Since OpenAI released ChatGPT in November 2022, it has become the fastest-growing app of all time, causing panic within Google and sparking an arms race in generative AI among major tech companies.
1. Gave “hallucination” a new drug-free meaning
This year was the year everyone learned that computers can also hallucinate, but not in a fun or spiritual way. Hallucination is when generative AI fabricates its responses confidently, giving it the illusion that it believes something that isn’t true.
2. Brought deepfakes to the forefront
Deepfakes, or media modified by AI to look real, have been a longstanding concern. But this year, widely available generative AI tools made it incredibly easy to create realistic images, videos, and audio.

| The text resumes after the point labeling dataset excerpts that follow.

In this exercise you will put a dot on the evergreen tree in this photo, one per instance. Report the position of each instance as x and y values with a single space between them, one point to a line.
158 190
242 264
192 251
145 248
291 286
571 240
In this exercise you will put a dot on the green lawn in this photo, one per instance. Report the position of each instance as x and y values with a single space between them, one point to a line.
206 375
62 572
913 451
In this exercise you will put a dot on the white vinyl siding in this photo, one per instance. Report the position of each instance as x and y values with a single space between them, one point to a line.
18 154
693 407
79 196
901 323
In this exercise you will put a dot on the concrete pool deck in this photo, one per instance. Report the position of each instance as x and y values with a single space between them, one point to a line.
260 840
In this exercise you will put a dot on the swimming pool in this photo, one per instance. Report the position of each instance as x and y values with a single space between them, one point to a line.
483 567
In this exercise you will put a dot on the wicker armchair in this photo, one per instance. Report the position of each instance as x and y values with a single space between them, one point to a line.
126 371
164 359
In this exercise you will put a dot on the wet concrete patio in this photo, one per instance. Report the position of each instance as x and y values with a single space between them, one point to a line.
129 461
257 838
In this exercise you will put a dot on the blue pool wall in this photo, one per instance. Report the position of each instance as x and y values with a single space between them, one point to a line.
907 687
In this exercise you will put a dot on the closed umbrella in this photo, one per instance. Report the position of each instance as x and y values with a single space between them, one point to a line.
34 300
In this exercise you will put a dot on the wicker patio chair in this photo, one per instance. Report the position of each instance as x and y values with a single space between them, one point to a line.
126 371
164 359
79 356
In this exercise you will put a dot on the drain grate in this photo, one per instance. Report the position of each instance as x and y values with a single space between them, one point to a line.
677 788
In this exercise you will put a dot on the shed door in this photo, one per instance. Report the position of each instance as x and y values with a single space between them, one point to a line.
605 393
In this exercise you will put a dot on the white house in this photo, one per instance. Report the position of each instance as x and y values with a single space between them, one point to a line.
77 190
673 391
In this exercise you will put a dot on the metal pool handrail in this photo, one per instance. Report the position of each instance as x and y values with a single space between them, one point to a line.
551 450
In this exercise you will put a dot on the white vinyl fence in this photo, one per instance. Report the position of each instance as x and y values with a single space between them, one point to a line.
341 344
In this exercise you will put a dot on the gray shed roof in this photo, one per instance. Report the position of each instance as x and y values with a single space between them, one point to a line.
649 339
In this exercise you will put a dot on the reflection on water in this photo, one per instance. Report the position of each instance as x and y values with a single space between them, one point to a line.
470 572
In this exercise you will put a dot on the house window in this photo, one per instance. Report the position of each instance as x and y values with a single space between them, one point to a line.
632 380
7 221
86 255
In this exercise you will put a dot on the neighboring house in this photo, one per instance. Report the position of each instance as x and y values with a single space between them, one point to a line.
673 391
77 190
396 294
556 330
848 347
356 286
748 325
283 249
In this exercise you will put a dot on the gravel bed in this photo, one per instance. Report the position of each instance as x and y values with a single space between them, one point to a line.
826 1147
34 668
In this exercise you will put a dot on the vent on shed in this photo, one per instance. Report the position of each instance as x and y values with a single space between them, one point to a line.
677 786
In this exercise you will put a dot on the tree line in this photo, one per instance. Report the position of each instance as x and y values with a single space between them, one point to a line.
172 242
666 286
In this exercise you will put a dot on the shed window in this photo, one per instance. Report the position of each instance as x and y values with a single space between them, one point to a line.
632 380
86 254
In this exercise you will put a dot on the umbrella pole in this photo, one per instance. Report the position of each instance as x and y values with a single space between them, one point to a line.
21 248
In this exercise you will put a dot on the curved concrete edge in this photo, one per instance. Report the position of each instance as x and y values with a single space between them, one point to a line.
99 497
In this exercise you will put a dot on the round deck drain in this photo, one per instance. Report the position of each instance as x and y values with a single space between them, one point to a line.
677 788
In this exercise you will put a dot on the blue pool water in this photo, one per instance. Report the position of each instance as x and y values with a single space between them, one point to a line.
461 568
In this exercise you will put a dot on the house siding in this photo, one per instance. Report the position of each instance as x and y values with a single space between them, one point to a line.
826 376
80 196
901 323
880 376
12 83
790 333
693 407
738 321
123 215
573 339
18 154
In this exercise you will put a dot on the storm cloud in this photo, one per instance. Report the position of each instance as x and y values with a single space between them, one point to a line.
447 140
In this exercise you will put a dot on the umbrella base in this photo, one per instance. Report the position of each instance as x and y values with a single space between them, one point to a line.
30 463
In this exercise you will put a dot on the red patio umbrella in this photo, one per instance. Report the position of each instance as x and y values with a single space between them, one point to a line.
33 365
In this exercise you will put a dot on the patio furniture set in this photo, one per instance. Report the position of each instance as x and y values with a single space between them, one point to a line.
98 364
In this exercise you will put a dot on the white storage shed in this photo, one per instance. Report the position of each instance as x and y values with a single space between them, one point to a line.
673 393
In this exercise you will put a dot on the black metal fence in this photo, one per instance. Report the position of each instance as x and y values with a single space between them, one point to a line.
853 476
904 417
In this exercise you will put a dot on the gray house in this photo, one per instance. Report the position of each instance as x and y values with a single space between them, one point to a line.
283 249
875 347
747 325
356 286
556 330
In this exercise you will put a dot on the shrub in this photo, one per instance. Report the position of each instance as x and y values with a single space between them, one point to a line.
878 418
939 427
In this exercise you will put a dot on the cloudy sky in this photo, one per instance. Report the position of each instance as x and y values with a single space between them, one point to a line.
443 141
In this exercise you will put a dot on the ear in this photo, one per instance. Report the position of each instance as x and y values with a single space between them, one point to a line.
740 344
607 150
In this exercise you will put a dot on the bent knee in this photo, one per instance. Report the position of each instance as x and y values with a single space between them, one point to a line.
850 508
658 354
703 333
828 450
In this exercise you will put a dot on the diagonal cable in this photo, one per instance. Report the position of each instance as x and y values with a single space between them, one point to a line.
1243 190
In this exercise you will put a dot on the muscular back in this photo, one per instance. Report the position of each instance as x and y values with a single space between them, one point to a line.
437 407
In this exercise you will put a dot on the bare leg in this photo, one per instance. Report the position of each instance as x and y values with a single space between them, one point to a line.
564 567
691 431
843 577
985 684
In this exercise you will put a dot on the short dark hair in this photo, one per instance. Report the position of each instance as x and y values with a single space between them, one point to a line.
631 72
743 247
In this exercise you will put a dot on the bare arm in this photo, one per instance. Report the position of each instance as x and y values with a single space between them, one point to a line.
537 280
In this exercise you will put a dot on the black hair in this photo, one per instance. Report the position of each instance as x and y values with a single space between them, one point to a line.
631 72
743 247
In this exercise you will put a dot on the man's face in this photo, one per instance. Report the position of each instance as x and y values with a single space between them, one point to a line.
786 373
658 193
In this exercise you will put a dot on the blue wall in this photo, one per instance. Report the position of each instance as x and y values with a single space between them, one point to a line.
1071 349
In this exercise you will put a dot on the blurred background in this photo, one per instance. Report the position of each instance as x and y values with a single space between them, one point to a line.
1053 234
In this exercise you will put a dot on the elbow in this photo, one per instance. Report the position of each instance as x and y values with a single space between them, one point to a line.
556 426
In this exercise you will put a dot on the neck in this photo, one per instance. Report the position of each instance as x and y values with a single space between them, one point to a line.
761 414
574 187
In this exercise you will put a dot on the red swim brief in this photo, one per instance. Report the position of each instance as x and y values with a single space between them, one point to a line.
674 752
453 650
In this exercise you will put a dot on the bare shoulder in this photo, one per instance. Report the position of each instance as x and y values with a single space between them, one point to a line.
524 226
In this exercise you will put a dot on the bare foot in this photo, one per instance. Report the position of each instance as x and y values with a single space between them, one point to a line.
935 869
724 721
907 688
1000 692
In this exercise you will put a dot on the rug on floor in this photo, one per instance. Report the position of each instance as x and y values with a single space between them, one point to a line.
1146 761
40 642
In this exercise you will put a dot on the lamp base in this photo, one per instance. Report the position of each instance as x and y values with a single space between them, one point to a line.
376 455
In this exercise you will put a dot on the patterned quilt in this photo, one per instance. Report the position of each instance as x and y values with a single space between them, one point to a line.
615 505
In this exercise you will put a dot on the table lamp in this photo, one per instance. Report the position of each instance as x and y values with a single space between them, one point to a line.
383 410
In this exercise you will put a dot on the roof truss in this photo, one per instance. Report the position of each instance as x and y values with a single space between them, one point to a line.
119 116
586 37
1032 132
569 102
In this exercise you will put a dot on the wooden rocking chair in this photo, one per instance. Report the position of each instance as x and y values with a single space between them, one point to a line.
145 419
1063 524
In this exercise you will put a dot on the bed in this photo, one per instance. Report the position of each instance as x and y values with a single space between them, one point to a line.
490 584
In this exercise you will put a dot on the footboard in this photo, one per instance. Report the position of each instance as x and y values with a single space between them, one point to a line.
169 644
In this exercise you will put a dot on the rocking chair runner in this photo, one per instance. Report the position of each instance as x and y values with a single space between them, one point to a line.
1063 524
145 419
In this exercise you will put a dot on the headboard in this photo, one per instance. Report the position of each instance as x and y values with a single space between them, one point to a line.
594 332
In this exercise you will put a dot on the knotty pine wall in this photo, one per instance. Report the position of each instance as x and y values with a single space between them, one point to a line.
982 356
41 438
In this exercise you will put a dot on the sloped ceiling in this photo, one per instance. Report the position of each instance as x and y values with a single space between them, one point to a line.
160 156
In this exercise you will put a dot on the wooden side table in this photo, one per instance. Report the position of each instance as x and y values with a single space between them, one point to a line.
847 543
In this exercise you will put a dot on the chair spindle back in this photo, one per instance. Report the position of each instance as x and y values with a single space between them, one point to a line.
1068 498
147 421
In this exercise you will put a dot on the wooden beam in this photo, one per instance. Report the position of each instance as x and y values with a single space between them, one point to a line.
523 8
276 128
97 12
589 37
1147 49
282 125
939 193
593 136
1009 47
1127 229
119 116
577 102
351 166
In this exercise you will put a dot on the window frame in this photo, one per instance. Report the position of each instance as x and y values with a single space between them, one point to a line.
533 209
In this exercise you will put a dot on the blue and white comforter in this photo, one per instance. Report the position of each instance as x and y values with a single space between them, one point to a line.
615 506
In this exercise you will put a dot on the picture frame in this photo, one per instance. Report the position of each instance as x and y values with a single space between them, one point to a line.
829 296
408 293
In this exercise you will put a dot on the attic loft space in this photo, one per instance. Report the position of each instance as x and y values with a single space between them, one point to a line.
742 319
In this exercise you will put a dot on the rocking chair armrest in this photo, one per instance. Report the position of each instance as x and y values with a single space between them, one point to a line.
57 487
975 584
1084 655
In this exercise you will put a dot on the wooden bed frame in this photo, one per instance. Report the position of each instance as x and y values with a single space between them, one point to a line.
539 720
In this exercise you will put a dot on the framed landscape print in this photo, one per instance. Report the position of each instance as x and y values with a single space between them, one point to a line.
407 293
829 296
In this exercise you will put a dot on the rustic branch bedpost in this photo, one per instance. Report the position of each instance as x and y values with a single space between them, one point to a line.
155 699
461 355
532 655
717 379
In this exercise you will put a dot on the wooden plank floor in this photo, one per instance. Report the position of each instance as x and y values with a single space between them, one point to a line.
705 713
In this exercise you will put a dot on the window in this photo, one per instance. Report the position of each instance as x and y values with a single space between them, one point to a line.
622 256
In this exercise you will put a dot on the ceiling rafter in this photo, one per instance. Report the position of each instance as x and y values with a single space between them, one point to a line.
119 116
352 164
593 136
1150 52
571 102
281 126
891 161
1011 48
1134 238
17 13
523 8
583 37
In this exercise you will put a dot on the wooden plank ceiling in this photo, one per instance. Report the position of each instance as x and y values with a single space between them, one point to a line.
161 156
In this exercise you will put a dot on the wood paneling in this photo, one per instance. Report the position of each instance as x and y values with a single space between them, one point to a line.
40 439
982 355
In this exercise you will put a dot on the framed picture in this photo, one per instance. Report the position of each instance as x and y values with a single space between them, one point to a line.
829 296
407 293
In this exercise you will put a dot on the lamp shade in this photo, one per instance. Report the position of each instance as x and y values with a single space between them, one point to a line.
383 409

3. Raised alarms about training data
How did long memory language models (LLMs) become so good? They train on everything on the internet. Everything – Reddit posts, social media posts, Wikipedia pages, hundreds of thousands of pirated books, news sites, academic papers, YouTube translations, food blogs, memes – feeds the appetite of smart models.
4. Delivered AI-generated content
One of the amazing capabilities of generative AI is writing language that sounds natural. Currently, most AI-generated content reads like it was produced by a high school student who hasn’t read all the material – prone to confusion and a bit robotic. However, as time goes on, long memory language models improve, making the automation of news, press releases, job listings, creative work, and more inevitable for many people.
5. Promised to change our relationship with work
The promise of increased work productivity was a key selling point for tech companies that launched AI tools this year. Microsoft, Google, Zoom, Slack, Grammarly, and more praised generative AI’s ability to reduce tasks to a fraction of the time.